PRESENT: PIGOTT, JR., P.J., HAYES, WISNER, HURLBUTT, AND GORSKI, JJ.
MEMORANDUM AND ORDER
It is hereby ORDERED that the judgment so appealed from be and the same hereby is unanimously affirmed.
Memorandum:
Defendant appeals from a judgment convicting him upon his plea of guilty of attempted sodomy in the first degree (Penal Law § 110.00, 130.50). We reject the contention of defendant that County Court erred in denying his pro se motion to withdraw his guilty plea without holding a hearing. "Only in the rare instance will a defendant be entitled to an evidentiary hearing" on a motion to withdraw a plea ( People v. Tinsley, 35 N.Y.2d 926, 927). Here, the grounds for the motion were facially without merit, and thus a hearing was not required ( see, People v. Rudenko, 243 A.D.2d 588, lv denied 91 N.Y.2d 879). Defendant further contends that he was denied effective assistance of counsel because counsel took a position adverse to him on his motion to withdraw the guilty plea. The record establishes, however, that the court denied the motion before defense counsel made the allegedly adverse statements.

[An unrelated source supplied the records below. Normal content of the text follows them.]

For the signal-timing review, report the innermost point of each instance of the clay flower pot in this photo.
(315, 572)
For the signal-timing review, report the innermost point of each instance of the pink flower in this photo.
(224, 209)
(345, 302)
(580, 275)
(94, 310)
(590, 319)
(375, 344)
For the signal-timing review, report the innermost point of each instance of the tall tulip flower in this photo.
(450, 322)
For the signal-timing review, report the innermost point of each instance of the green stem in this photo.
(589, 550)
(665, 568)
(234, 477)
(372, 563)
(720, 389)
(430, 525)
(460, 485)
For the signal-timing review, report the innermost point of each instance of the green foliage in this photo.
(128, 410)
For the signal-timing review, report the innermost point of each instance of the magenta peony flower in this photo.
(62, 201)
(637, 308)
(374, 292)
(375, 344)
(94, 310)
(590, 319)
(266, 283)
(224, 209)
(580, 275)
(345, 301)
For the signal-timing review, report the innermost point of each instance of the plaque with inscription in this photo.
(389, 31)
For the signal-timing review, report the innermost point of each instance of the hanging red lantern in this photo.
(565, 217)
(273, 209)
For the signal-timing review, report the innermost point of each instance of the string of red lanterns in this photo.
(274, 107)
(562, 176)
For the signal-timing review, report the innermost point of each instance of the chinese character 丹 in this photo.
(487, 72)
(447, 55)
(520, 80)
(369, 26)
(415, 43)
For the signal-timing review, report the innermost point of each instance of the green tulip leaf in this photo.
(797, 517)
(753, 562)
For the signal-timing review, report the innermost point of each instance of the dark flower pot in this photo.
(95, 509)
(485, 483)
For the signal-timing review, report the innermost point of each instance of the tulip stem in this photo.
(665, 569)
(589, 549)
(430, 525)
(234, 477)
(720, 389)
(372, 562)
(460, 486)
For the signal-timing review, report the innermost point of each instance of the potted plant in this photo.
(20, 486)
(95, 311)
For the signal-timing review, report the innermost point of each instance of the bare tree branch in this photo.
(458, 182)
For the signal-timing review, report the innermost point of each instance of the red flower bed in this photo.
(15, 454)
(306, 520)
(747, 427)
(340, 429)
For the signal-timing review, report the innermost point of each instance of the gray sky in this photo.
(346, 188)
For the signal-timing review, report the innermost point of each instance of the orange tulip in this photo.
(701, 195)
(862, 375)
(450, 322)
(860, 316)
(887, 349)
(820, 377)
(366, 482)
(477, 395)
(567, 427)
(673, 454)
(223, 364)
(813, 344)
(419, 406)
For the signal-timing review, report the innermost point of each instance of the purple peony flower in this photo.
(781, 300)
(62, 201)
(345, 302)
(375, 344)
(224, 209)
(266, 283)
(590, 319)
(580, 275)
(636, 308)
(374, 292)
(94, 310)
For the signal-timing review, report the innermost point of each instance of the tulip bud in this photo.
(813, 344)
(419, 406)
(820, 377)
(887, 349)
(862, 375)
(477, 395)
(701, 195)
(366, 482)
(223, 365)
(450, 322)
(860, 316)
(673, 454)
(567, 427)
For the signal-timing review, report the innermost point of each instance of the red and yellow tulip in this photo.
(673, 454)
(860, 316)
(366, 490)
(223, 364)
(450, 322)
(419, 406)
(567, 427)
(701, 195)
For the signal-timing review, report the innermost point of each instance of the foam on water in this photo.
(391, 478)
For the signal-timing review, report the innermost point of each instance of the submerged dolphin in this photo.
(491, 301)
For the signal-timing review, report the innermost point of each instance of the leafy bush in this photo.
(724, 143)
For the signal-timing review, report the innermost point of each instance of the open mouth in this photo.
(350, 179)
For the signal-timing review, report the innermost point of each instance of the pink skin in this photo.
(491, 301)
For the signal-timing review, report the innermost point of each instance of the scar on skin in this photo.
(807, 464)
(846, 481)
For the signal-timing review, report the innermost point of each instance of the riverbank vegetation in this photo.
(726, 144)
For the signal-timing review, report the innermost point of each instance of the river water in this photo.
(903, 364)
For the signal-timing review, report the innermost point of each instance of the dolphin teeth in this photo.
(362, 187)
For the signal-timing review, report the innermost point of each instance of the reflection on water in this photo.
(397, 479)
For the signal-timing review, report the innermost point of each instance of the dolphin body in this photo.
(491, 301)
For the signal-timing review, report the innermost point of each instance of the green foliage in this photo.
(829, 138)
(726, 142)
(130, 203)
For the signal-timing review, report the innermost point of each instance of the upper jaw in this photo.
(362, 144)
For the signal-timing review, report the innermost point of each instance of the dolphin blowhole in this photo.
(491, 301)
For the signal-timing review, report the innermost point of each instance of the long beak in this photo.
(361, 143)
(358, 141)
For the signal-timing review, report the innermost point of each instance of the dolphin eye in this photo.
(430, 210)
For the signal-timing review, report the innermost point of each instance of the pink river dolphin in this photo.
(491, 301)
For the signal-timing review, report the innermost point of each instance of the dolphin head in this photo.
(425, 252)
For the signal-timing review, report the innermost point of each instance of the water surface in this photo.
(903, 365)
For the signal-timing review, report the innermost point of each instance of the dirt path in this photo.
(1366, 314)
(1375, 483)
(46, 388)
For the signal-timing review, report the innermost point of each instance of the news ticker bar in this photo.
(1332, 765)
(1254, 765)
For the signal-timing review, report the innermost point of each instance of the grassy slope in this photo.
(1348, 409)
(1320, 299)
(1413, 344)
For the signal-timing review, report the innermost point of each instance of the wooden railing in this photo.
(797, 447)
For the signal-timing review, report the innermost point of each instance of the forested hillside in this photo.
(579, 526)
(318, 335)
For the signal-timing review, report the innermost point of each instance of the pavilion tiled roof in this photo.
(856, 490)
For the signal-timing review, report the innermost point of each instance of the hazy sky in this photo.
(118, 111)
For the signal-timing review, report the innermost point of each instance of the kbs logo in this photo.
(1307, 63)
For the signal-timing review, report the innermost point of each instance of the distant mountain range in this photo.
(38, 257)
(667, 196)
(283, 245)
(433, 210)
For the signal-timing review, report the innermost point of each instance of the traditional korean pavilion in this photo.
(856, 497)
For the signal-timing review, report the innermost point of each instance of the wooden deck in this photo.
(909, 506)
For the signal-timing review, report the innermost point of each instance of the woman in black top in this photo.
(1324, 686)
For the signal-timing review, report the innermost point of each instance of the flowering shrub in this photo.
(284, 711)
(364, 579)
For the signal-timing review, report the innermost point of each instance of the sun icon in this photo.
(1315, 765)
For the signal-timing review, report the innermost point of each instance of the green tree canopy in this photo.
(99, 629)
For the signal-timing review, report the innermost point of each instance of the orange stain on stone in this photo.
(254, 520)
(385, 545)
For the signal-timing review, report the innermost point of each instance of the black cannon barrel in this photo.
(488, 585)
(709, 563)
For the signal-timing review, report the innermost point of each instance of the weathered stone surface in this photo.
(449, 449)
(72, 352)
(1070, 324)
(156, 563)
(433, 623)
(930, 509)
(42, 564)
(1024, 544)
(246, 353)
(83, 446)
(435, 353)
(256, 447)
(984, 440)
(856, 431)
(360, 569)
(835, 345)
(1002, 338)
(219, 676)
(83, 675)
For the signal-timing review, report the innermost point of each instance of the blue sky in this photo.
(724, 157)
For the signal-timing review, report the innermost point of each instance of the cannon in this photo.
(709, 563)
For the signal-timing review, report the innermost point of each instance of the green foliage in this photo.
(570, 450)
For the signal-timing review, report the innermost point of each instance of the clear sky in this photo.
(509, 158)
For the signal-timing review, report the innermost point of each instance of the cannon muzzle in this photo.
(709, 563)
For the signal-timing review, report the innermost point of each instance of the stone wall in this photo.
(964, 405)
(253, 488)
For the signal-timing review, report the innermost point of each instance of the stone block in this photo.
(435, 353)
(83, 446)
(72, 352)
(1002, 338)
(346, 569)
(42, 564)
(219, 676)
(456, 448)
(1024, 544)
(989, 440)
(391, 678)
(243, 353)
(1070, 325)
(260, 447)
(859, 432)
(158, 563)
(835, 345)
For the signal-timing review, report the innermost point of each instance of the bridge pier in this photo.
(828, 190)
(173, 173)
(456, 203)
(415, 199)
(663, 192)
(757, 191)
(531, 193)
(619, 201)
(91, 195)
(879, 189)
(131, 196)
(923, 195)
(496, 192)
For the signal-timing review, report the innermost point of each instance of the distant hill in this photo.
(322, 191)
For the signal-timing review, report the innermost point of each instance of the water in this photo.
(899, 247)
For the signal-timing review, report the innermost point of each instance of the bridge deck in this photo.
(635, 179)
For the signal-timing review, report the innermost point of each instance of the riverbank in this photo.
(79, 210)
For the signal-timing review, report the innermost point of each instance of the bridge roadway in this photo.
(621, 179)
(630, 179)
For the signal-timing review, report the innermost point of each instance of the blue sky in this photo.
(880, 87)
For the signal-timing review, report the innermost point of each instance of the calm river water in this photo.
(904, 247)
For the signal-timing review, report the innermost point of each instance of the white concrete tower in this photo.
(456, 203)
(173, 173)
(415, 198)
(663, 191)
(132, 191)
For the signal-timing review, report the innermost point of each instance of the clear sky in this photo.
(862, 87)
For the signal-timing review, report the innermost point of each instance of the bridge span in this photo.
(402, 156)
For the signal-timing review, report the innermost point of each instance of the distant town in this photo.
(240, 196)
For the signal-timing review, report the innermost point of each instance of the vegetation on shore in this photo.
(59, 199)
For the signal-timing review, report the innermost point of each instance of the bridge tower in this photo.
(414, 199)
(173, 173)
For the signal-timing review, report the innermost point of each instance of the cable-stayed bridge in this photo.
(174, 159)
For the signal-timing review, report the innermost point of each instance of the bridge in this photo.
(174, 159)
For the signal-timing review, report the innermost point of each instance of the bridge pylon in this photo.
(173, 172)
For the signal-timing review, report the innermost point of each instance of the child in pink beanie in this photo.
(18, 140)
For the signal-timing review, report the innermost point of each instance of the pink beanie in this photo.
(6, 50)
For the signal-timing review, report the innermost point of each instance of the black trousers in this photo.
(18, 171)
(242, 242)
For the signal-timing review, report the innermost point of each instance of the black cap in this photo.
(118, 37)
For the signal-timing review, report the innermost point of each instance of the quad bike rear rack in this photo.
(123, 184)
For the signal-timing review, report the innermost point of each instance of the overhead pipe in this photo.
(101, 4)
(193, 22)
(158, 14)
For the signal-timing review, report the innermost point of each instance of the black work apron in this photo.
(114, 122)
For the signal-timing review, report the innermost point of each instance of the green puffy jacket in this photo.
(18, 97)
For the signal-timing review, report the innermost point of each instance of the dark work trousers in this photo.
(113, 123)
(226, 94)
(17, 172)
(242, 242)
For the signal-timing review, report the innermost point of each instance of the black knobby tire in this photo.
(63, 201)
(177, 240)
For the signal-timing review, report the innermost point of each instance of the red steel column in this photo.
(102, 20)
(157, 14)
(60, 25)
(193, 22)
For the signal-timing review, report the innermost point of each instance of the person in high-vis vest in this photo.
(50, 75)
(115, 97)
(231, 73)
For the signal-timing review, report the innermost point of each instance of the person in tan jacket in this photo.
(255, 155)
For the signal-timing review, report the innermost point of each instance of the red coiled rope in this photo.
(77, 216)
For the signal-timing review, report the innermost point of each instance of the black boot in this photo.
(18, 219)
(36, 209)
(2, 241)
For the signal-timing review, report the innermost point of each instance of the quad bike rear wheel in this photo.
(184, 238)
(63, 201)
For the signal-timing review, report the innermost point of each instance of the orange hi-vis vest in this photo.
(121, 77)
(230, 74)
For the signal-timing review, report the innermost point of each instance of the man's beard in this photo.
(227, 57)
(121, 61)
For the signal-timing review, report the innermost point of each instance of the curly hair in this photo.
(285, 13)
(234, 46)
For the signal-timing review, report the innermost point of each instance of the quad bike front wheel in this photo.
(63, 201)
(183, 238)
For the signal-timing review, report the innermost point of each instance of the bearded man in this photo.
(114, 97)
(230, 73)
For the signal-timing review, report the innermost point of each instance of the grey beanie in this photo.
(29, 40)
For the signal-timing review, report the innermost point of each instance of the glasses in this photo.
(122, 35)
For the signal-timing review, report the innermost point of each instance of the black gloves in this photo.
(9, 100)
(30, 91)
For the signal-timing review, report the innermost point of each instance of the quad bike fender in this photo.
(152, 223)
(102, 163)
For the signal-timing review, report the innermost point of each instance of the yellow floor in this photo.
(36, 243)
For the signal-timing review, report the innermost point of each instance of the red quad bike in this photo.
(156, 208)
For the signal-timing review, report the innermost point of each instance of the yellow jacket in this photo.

Thus, defense counsel's statements did not affect the court's determination and did not deprive defendant of effective assistance of counsel ( see, People v. Cooper, 258 A.D.2d 891, lv denied 93 N.Y.2d 968; People v. Zirpola, 237 A.D.2d 967, lv denied 90 N.Y.2d 899; People v. Rodriguez, 189 A.D.2d 684, 685, lv denied 81 N.Y.2d 892). The sentence is neither unduly harsh nor severe.